A travers la Direction générale du développement communautaire et de la promotion de l’équité (DGDCPE), le ministère de la Famille, de l’Action sociale et des Solidarités engage un vaste processus de concertations territoriales dans le cadre de l’élaboration de la Stratégie nationale de l’Équité. L’objectif est clair : réduire les inégalités sociales et territoriales et bâtir une politique sociale plus inclusive, en phase avec la vision Sénégal 2050.
Ces concertations doivent permettre de construire, « avec les territoires et pour les territoires, une politique sociale renouvelée », capable de répondre aux réalités vécues par les populations, selon un document parvenu à la rédaction du Soleil.

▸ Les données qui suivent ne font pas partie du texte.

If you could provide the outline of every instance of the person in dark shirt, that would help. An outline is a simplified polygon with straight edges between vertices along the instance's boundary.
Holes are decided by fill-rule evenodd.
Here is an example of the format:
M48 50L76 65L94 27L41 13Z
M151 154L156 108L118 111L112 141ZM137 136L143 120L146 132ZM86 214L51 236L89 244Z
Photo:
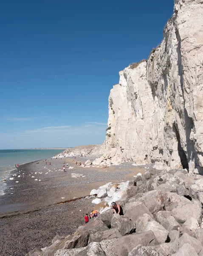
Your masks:
M89 217L88 216L87 213L86 213L85 216L85 224L86 224L88 222L89 222Z
M123 215L123 209L120 204L116 204L115 202L113 202L111 203L111 206L113 208L114 213L117 213L119 215Z

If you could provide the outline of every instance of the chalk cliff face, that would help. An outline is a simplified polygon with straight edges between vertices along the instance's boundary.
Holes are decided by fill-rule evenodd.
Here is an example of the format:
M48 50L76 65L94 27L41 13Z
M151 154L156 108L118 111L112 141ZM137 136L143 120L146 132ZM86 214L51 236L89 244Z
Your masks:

Malgré les progrès enregistrés ces dernières décennies (amélioration de l’accès à l’éducation, extension de la couverture sanitaire ou encore investissements dans les infrastructures), les inégalités restent importantes. Le ministère de la Famille, de l’Action sociale et des Solidarités dirigé par Maïmouna Dièye souligne que près de 37 % de la population vit encore en situation de pauvreté, avec des écarts marqués selon les régions. Dans certaines zones rurales, « la pauvreté peut concerner plus d’un ménage sur deux ».
Face à cette situation, la future stratégie entend placer la vulnérabilité au cœur des politiques publiques, en accordant une attention particulière aux familles pauvres, aux femmes, aux jeunes, aux personnes âgées ou encore aux personnes handicapées. Avec Aasiya Gaye, Directrice générale de la DGDCPE, l’idée est d’intégrer, dès la conception des politiques publiques, les réalités sociales et territoriales. Ainsi l’objectif de ces concertations est « de donner la parole aux populations, comprendre les réalités locales, identifier les inégalités sociales et territoriales, prendre en compte les difficultés des couches vulnérables et recueillir les besoins et priorités des communautés », pour Mme Gaye.
Autre axe majeur : la territorialisation des politiques sociales. « Les défis ne sont pas les mêmes à Dakar, à Kaffrine, à Kédougou, à Matam ou à Ziguinchor », souligne le ministère, qui plaide pour des réponses adaptées aux réalités de chaque territoire.
Les concertations prévues à travers le pays doivent ainsi permettre d’écouter les populations et d’identifier les priorités locales. Pour les autorités, la construction d’un Sénégal plus équitable « nécessite l’engagement de l’ensemble des acteurs », notamment les collectivités territoriales, la société civile, les partenaires techniques et financiers et le secteur privé.
Avec cette initiative, le gouvernement veut poser les bases d’un développement plus équilibré, où chaque territoire et chaque citoyen trouvent leur place.